My first surgery was at the age of eight and performed in the nick of time as a burst appendix in that day and age was  akin to a death sentence. I have gone under the knife - or scope - numerous times since and with each the quantity of anesthesia required to still me has grown  and the sleep  deepened.  If in fact the number of incidences of  being anesthetized is not a physiological problem, it still has a psychological effect.

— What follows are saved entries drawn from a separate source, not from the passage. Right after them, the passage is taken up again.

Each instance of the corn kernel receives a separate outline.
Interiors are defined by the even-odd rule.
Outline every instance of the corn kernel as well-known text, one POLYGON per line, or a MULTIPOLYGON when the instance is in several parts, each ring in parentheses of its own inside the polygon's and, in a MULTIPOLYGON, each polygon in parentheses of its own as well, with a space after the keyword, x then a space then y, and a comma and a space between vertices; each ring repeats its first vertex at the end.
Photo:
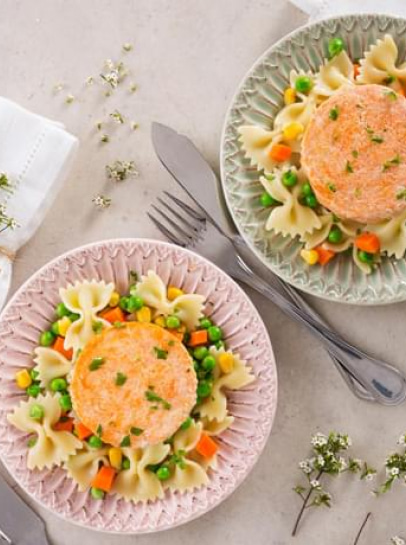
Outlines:
POLYGON ((114 469, 121 469, 121 463, 123 461, 123 454, 121 452, 121 449, 117 447, 111 447, 111 449, 109 449, 109 460, 110 464, 114 467, 114 469))
POLYGON ((168 287, 168 299, 169 301, 173 301, 180 295, 183 295, 183 291, 180 288, 176 288, 175 286, 169 286, 168 287))
POLYGON ((110 297, 109 306, 116 307, 120 301, 120 294, 117 291, 113 291, 110 297))
POLYGON ((288 87, 287 89, 285 89, 283 98, 285 100, 286 106, 294 104, 296 102, 296 91, 292 89, 292 87, 288 87))
POLYGON ((159 325, 159 327, 165 327, 165 318, 163 316, 158 316, 155 318, 154 324, 159 325))
POLYGON ((234 356, 229 352, 224 352, 218 357, 220 369, 223 373, 231 373, 234 369, 234 356))
POLYGON ((28 388, 28 386, 31 386, 32 378, 27 369, 23 369, 22 371, 18 371, 18 373, 16 373, 16 383, 22 390, 25 390, 28 388))
POLYGON ((67 316, 64 316, 63 318, 58 320, 58 333, 61 337, 65 337, 66 332, 68 331, 71 324, 72 322, 67 316))
POLYGON ((301 250, 300 257, 306 261, 308 265, 316 265, 319 261, 319 254, 316 250, 301 250))
POLYGON ((152 320, 151 309, 149 307, 142 307, 135 313, 139 322, 150 322, 152 320))
POLYGON ((301 123, 293 122, 286 125, 283 129, 283 138, 285 140, 295 140, 302 132, 304 127, 301 123))

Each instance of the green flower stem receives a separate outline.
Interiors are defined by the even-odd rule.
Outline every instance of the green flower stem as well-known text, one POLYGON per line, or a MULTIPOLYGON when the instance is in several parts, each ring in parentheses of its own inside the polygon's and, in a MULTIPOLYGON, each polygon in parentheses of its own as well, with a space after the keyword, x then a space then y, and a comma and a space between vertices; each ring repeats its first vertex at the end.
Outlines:
MULTIPOLYGON (((323 473, 324 473, 323 470, 320 470, 318 472, 317 477, 316 477, 316 481, 318 481, 320 479, 320 477, 322 476, 323 473)), ((315 490, 314 488, 310 487, 309 492, 306 494, 306 496, 305 496, 305 498, 303 500, 302 508, 299 511, 299 514, 297 516, 295 525, 294 525, 293 530, 292 530, 292 537, 295 537, 295 535, 297 534, 297 530, 299 528, 300 521, 302 520, 303 514, 305 512, 307 504, 309 503, 309 500, 310 500, 311 495, 313 494, 314 490, 315 490)))
POLYGON ((364 522, 361 524, 361 528, 359 529, 358 531, 358 534, 357 534, 357 537, 355 538, 355 541, 354 541, 354 545, 357 545, 360 538, 361 538, 361 534, 362 532, 364 531, 364 528, 365 526, 367 525, 367 522, 369 520, 369 517, 372 515, 372 513, 368 513, 367 516, 365 517, 364 519, 364 522))

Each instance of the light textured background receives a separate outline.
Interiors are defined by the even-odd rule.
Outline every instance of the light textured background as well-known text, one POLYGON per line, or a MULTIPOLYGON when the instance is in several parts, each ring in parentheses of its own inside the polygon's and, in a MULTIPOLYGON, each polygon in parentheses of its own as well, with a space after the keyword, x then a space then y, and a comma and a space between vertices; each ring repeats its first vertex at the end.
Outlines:
MULTIPOLYGON (((268 46, 304 23, 304 15, 286 0, 2 0, 0 93, 63 121, 81 140, 64 190, 18 256, 13 290, 49 259, 86 242, 160 238, 145 212, 162 189, 176 189, 152 150, 151 121, 189 135, 217 169, 225 110, 236 85, 268 46), (97 75, 104 59, 118 58, 127 41, 134 51, 125 59, 139 90, 131 95, 126 84, 106 99, 99 88, 85 89, 85 78, 97 75), (54 95, 59 81, 68 87, 54 95), (68 92, 78 96, 70 106, 64 104, 68 92), (132 133, 128 126, 113 126, 112 141, 103 147, 94 125, 115 107, 140 128, 132 133), (134 159, 140 177, 120 187, 106 186, 104 166, 116 158, 134 159), (99 213, 91 198, 100 190, 110 193, 114 203, 99 213)), ((406 430, 406 410, 356 400, 316 341, 272 304, 249 295, 272 338, 280 399, 270 441, 246 482, 200 520, 139 538, 98 534, 36 508, 52 543, 351 545, 368 510, 373 518, 360 545, 385 545, 391 535, 406 535, 405 490, 399 486, 375 499, 370 486, 344 476, 331 486, 334 508, 309 512, 299 537, 290 537, 300 507, 291 488, 300 477, 296 465, 308 454, 311 433, 348 432, 354 454, 381 466, 406 430)), ((314 303, 348 339, 406 371, 406 304, 356 308, 314 303)))

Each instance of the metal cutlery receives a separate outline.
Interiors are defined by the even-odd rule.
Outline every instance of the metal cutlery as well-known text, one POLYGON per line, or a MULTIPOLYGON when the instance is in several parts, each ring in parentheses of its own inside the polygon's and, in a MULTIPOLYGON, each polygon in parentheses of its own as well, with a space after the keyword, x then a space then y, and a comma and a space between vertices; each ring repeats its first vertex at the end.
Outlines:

Then there  is the physical damage that my body has sustained  throughout the years. I have been whacked in the head by baseball bats, canes and heavy,  ornamentally - adorned umbrella handles. I once ran into a tackling dummy's solid - steel block  without a helmet. I have crashed to  the concrete, head first, from atop fire plugs, trash cans and  bicycles. I  chipped a tooth in one fall and had another tooth fractured once by an errant flying wallpaper paste brush. Arthritis plays a  major role in my life from a fractured jaw, hand and a few fingers. The twice broken nose and the right great toe brought down the house with laughter. Dog bites were common place and I can still remember that little Chihuahua  gripping my right ankle tightly in its razor sharp little teeth,  as I shook and shook  in a desperate attempt to free myself. I have a few scars on my body as the result of violent acts. Could have been worse. I temporarily blinded myself in one eye in a freak home improvement accident. I was temporarily blinded in both eyes in a foreign country where I was non-existent - according to the  government.

I try new diets designed  for a healthy body. After two weeks, tops, I am back to the artery clogging  pizza, butter, cheese and fried chicken. Copious amounts of beer, along with other addictions,  surely take a toll.

Relationships haven’t helped the psyche. I dare say I have not been blameless in the death of a few.

All things in life are relative. Many would say that I should be thankful that I’m not missing a leg or arm or both like some returning Vet.  So. I ask you, do you think the same thought when you have a  searing migraine? How about when you are miserable with the flu? When your baby is sick?

Every day I see  where someone younger than me has died. Someone whose body, racked with some ailment, has given out. I also see those who live well into their  80s and 90s, but for the most part they had a relatively cushy life and the money to sustain them. Haves v. have nots.

No, this isn’t my attempt at a pity party. Just looking for an answer to a simple question.  Based upon my history, one day my body will, suddenly, either explode or implode. That doesn’t matter.  Its inevitable. But,  will you hate me when I die?